'Transformation' of the Army considerably predates Iraq or Marshall's arrival in the administration, and was not initially aimed at COIN per se.

In late summer of 1999 I was at Fort Knox, minding my own business, when then-MG B.B. Bell called a muster alert of the Armor community leadership to discuss 'transformation'. We were to select an 'off-the-shelf' light armored vehicle to be the centerpiece of a new 'medium-weight' maneuver unit. The vision encompassed a brigade-sized element that could be deployed by C-130, could operate shortly after rolling off the back ramp, and would depend on a highly developed situational awareness to fight and survive. Labeled the Intermediate Brigade Combat Team (IBCT), it was intended as a stop-gap for the next decade or so until fully developed technologies could be integrated into a future custom-built Unit of Action. Oh, and we would bring back the black beret.

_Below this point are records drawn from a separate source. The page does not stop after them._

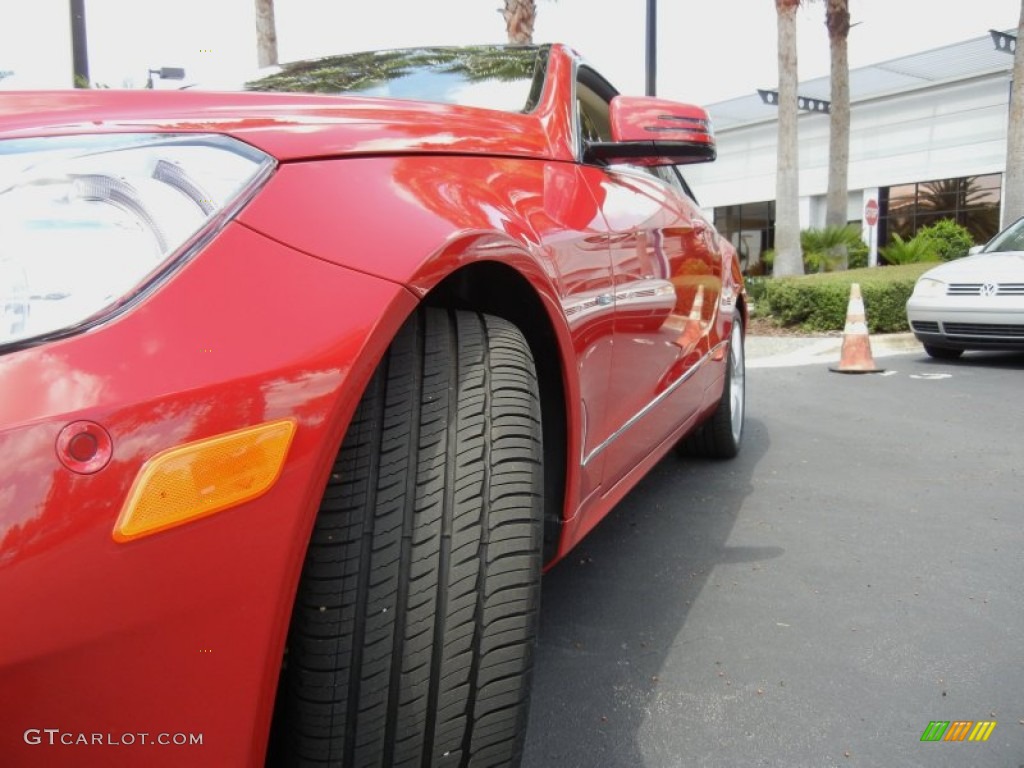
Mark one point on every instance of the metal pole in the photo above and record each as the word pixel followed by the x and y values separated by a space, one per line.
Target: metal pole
pixel 651 46
pixel 80 53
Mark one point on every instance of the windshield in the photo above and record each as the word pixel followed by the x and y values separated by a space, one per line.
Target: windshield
pixel 1011 239
pixel 495 77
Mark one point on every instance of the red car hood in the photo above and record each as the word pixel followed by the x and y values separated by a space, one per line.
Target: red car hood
pixel 287 126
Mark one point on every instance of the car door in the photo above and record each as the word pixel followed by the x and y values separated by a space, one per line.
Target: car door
pixel 668 280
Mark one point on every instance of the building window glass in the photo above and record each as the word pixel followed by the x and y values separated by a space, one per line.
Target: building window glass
pixel 971 201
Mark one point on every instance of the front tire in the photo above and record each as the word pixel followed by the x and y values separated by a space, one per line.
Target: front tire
pixel 721 435
pixel 413 631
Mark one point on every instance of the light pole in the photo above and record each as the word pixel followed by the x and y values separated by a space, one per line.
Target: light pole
pixel 651 46
pixel 79 47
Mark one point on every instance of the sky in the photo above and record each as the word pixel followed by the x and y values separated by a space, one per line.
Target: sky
pixel 708 51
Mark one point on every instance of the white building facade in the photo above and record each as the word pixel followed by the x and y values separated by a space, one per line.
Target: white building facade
pixel 928 140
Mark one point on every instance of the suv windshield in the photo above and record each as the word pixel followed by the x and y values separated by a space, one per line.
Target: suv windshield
pixel 495 77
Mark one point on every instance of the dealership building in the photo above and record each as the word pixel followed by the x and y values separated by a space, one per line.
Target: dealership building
pixel 928 140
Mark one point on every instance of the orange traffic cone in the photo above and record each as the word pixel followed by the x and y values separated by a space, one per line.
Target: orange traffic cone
pixel 856 354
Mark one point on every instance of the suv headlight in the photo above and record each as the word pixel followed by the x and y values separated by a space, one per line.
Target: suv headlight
pixel 929 288
pixel 87 223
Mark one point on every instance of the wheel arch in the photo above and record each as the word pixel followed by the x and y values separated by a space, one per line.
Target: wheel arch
pixel 495 288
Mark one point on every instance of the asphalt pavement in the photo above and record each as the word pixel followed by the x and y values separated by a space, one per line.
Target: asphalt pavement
pixel 851 578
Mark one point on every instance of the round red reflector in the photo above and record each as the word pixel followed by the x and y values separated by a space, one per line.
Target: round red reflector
pixel 84 446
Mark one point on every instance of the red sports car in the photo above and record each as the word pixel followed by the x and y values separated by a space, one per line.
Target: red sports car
pixel 303 386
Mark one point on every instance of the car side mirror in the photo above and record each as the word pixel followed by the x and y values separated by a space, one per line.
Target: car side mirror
pixel 649 131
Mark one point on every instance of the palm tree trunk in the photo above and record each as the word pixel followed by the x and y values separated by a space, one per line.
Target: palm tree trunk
pixel 266 34
pixel 519 16
pixel 838 22
pixel 788 259
pixel 1013 196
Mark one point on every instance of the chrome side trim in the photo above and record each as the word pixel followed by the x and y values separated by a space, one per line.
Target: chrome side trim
pixel 646 409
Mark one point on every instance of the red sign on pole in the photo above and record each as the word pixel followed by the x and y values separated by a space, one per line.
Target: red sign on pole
pixel 871 212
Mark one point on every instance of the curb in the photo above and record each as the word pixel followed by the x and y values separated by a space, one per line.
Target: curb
pixel 777 351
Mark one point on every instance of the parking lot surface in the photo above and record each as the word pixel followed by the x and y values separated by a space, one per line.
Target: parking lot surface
pixel 852 577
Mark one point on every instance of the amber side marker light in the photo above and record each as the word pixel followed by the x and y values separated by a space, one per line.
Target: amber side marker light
pixel 197 479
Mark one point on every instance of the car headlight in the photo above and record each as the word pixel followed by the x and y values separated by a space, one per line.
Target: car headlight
pixel 928 288
pixel 87 223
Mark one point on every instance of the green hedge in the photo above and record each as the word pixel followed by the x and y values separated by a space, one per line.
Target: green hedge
pixel 819 302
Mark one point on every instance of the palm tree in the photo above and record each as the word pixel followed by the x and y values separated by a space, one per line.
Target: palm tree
pixel 788 259
pixel 838 23
pixel 1013 202
pixel 266 34
pixel 519 16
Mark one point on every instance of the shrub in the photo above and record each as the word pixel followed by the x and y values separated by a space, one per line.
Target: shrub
pixel 949 240
pixel 913 251
pixel 819 302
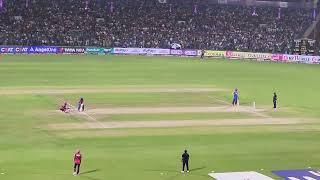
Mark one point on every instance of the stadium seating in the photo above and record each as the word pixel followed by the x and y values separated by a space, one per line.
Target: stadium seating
pixel 140 23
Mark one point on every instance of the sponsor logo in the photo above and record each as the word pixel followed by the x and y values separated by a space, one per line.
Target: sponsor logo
pixel 72 50
pixel 42 49
pixel 250 175
pixel 209 53
pixel 7 50
pixel 190 52
pixel 299 174
pixel 176 52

The impetus, as MG Bell explained, was our problems in the Balkans, from the Sava River to Apaches in Albania to the Russians at Pristina. Shinseki, Abrams, Bell, and others had suffered through our consistent inability to move with any agility in that theater and wanted an Army that was better suited to difficult terrain and capable of operational maneuver. Thus, we had to lighten up, both in terms of vehicle size and in terms of organizational size. In order to do that, we incorporated just about every buzz-word extant at the time: accelerated decision making, improved situational awareness, just-in-time logistics, network-centric operations, etc.

For the next four years, the Armor Center was consumed by transformation. Our 'off-the-shelf' vehicle became the Stryker, the IBCT morphed into the SBCT, and the FCS appeared on the horizon. More importantly, those with a desire to get ahead or get resources jumped on the transformation bandwagon. Bell earned a third and fourth star - despite never having commanded a division - by becoming an ardent supporter of Shinseki's concept. By 2002, the Army had begun to believe its own press clippings, though we had not yet actually cobbled together a workable organization or developed the mature technologies that transformation depended on. Nevertheless, we trumpeted our agility, deployability, and our relevence.

When OIF loomed - and this is my own second-hand opinion, as I was operating far from the corridors of power - the Army's bluff was called. I think part of Rumsfeld's problem with the Army leadership, and Shinseki in particular, was that all of a sudden he was hearing a different story from the transformation narrative he had been fed. The same guys who had been briefing how more could be done with less were all of a sudden admitting that the emperor was still pretty much naked. He saw this as cold feet and backsliding rather than a blunt admission that we weren't quite ready to operate as advertised.